Will a Levy Be Released After I Submit My Offer in Compromise
When you submit an offer in compromise to the IRS all collection activity that was planned against you in the future will be stopped and the IRS will not come after you while the offer in compromise is being considered. This rule only applies to those collections when you do not already have a levy in progress when your offer in compromise is submitted to the IRS. The IRS wants you to be able to try to work out your offer in compromise and the Internal Revenue Code protects you during that process.
In the past, the IRS has released a levy that is already in place when you submit an offer in compromise. However, they are not required to and if a levy is already in place it may take several weeks before a release can be obtained. The first thing that has to be done is that we have to wait for the IRS to receive your offer in compromise and we have to receive a letter back from them that states the offer in compromise has been received. This will be our proof to the IRS that an offer has been submitted when we call and request the levy to be released. It usually takes at least 30 days from when we submit the offer in comproimse to receive this letter.
Our first attempt will be to call the collections department of the IRS and ask them to release the levy. This used to be pretty easy; however, in the past several months we have noticed the IRS getting much stricter and not releasing these levies even after the offer in compromise has been received. Technically, they do not have to and they are sticking with this. I have appealed it to their managers and supervisors and have not had any luck. Where we have had some luck is in contacting the Taxpayer Advocate Service in this situation.

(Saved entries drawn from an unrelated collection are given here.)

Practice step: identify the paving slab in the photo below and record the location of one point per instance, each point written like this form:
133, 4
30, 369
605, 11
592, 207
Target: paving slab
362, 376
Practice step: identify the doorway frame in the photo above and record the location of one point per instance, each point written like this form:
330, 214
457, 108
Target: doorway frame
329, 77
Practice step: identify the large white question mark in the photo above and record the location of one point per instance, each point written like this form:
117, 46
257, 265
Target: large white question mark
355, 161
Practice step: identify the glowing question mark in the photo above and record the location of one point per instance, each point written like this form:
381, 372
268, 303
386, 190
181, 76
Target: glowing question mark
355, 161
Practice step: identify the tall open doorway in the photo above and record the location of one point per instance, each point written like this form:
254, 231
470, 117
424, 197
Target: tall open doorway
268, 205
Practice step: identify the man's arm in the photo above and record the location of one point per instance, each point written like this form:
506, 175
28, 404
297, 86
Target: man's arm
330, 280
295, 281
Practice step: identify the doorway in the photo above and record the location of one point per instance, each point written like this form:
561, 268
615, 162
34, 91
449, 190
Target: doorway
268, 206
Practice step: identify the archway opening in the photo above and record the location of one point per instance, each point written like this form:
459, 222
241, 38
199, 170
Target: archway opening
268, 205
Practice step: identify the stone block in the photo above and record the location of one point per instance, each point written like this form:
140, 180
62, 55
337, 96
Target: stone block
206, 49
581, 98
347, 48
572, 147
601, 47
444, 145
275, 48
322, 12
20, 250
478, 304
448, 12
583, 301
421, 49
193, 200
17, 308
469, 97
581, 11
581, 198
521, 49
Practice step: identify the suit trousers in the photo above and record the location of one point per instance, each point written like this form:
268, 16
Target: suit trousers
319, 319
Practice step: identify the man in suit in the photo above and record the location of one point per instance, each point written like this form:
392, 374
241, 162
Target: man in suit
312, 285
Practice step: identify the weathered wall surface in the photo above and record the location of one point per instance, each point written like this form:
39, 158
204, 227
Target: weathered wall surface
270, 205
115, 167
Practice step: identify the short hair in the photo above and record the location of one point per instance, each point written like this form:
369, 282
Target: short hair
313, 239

A levy is supposed to be released when it causes an economic hardship on a taxpayer and that is generally our best argument along with the fact that the offer in compromise has been submitted.
So, if you are receiving collection notices from the IRS and contemplating an offer in compromise, I would recommend that you go ahead and get moving with the offer because once the IRS begins collecting through a levy on your wages it is much more difficult (and definitely not a guaranteed thing) to get released.